By Kenneth Christiane L. Basilio, Reporter
PHILIPPINE IMPORTS are outperforming exports after it signed a number of free trade agreements (FTAs), the Department of Economy, Planning, and Development (DEPDev) told the House of Representatives.
Richard Emerson D. Ballester, an assistant director with DEPDev’s Trade, Services and Industry office, said the Philippines is struggling to maximize its trade agreements as reflected in the low utilization rates for exports eligible for concessional trade terms.
As such, imports are likely benefitting more from improved market access than Philippine exports, he said.
“We want to increase our market access but the utilization is still low,” he said at a House of Representatives hearing.
In 2024, only 5% of Philippine exports benefited from the trade deal with Japan, compared to the 12.2% of Japanese goods entering the country, according to Mr. Ballester. Exports from the Philippines to the European Free Trade Association, bloc consisting of Iceland, Liechtenstein, Norway, and Switzerland, were similarly lopsided, with only 0.0005% utilization for Philippine products compared with 32.5% for goods going the other way.
Regional trade engagements also lagged, with 53.4% of imports benefitting from the ASEAN Trade in Goods Agreement compared with just 3.15% of exports. Under the ASEAN-Korea free trade agreement, import utilization was 10.51%, while exports accounted for only 0.29%.
The utilization rate for imports under the ASEAN-India Trade in Goods Agreement was 33.7% for imports and 0.17% for Philippine exports.
Around 47.21% of imports availed of benefits under the ASEAN-Australian-New Zealand FTA, with the corresponding rate at 0.21% for exports.
Under the ASEAN-Japan Comprehensive Economic Partnership Agreement, around 0.66% of imports enjoyed preferential access compared to 0.06% of exports.
Trade utilization data with the Philippines’ other trading partners were not available, Mr. Ballester said.
Also on Wednesday, a Trade official said the Department of Trade and Industry (DTI) received clearance to sign the free trade agreement with the United Arab Emirates (UAE) after the conclusion of negotiations.
“We are just waiting from the UAE side for this to be signed and then this will go into ratification,” Marie Sherylyn D. Aquia, a DTI director for international trade relations, said at the same hearing.

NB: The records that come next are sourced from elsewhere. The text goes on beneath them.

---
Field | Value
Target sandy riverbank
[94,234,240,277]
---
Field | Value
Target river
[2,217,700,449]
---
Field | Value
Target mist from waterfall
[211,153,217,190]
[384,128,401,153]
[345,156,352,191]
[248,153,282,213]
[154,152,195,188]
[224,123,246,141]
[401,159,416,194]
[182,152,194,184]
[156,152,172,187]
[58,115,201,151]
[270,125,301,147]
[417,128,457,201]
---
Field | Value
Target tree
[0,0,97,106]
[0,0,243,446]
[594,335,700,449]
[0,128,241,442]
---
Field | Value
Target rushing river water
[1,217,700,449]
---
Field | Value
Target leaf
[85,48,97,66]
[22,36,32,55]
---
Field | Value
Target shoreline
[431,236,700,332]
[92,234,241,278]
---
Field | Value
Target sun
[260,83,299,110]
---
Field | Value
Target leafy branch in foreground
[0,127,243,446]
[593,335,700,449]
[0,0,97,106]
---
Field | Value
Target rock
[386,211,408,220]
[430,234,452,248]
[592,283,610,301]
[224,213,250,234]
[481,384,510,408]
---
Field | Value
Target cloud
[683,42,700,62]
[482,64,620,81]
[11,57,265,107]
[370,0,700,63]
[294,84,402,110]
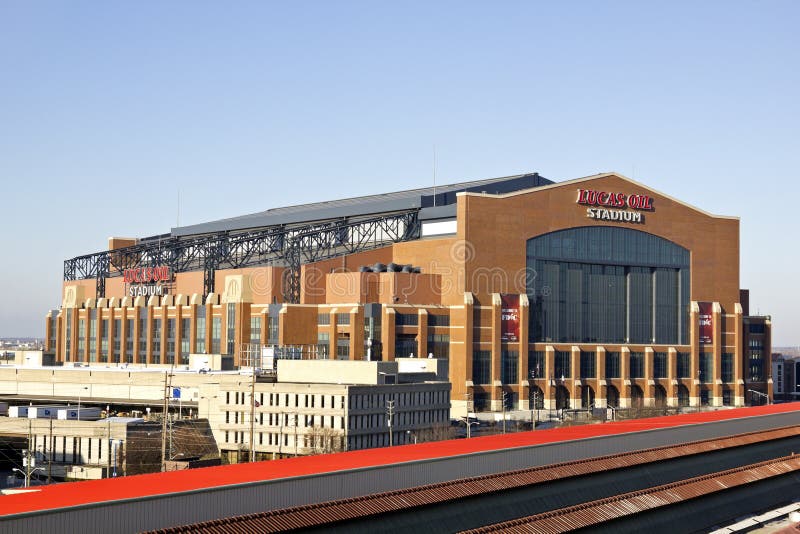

The UAE is the Philippines’ 18th largest trading partner and is its top export market in the Gulf Cooperation Council. The top Philippine exports to the UAE include electrical equipment, food products, iron and steel, mineral fuels and machinery.
Both countries began talks for their Comprehensive Economic Partnership Agreement in February 2022. Once signed, it would be the Philippines’ first FTA in the Middle East.